IBM Security QRadar

 View Only
  • 1.  Load logs to Qradar

    Posted Fri June 21, 2019 10:19 AM
    Hi
    I'm triying to load some logs from a txt archive to qradar, does someone know how can i do that?
    I want to try parse some logs from a unsupported platform with the DSM editor in my test enviroment

    Thanks for the help

    ------------------------------
    Johan López
    ------------------------------


  • 2.  RE: Load logs to Qradar

    Posted Mon June 24, 2019 01:53 AM
    Is this windows or Linux?  
    One silly way to do this. 

    Load the file on an EP, and point the FTP DSM at it. Or if windows use the WinCollect windows file method.

    ------------------------------
    Charles Senne
    ------------------------------



  • 3.  RE: Load logs to Qradar

    Posted Mon June 24, 2019 06:54 AM
    It looks like you could use the /opt/qradar/bin/logrun.pl

    logrun.pl [-d <host>] [-p <port>] [-f filename] [-u <IP>] [-l] [-t] [-b] [-n NAME] [-v] <messages per second>
    Options:
    -d : destination syslog host (default 127.0.0.1)
    -p : destination port (default 514)
    -f : filename to read (default readme.syslog)
    -b : burst the same message for 20% of the delay time
    -t : use TCP instead of UDP for sending syslogs
    -v : verbose, display lines read in from file
    -n : use NAME for object name in syslog header
    -l : loop indefinately
    -u : use this IP as spoofed sender (default is NOT to send IP header)

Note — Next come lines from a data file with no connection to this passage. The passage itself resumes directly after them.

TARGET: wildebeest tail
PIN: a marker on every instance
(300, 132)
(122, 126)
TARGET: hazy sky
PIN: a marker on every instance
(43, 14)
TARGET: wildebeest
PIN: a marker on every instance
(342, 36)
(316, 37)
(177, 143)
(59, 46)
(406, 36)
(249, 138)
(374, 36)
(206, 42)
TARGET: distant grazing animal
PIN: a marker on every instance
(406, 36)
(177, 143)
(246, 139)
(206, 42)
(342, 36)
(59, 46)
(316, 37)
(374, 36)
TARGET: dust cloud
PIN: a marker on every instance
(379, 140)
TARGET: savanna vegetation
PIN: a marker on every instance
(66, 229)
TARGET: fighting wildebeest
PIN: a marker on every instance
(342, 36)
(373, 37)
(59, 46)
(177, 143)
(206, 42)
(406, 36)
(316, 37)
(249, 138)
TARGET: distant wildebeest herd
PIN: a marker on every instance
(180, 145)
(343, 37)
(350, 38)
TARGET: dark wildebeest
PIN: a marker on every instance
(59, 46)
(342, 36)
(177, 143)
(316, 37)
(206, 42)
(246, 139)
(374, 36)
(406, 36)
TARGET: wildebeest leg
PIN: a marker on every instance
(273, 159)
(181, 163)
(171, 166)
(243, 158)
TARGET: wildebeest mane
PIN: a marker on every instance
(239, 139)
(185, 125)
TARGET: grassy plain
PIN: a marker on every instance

    ------------------------------
    Dusan VIDOVIC
    ------------------------------



  • 4.  RE: Load logs to Qradar

    Posted Fri July 12, 2019 01:23 AM
    Hi,
    as mentioned, "/opt/qradar/bin/logrun.pl" is the way to go on your test environment. I use it all the time. Don't forget to use the loop option, it will keep feeding your test environment while you're integrating the logs with the dsm editor.

    Once your extractions are all good in test, download the LSX created from your dsm editor (xml file you will find in Admin > Log Sources Extensions), and load it on your production server. You won't need to play with your dsm editor on your production except for creating the log source type and setting your newly added LSX as default for this log source type.

    Regards,


    ------------------------------
    Anthony Gayadeen, Videotron Ltd
    Montreal QC
    ------------------------------



  • 5.  RE: Load logs to Qradar

    Posted Fri July 12, 2019 04:39 PM
    Thanks for the help, it was really useful, but i have a question
    Does that xml download the event mappings that i create with the DSM too?

    ------------------------------
    Johan López
    ------------------------------



  • 6.  RE: Load logs to Qradar

    Posted Mon July 15, 2019 11:47 AM

    Hi Johan,
    yes, the xml will contain all the mapping you've configured in your lab. You won't need to manually redo everything in production by uploading this file. It will save you time and minimize risks of errors.
    But like I said, you'll still need to at least create your Log source Type on you prod environment.



    ------------------------------
    Anthony Gayadeen, Videotron Ltd
    Montreal QC
    ------------------------------



  • 7.  RE: Load logs to Qradar

    Posted Tue July 16, 2019 04:31 PM
    Hi Johan,
    I was wrong, when you import the LSX xml, it's only the parsing (extraction) that is being imported. You'll need to map your events again in your production environement. My bad, I haven't done this in a while. I realized my mistake when tried it on my system a few moments ago. I don't see anyway of importing your mapping from another system. I just hope you don't have to many ;)

    Regards,

    ------------------------------
    Anthony Gayadeen, Videotron Ltd
    Montreal QC
    ------------------------------



  • 8.  RE: Load logs to Qradar

    Posted Tue July 16, 2019 04:51 PM
    you could look into contentManagement.pl to search, export and import
    only specific entities. If it s short list I'd probably choose to redo
    the extractions as well however.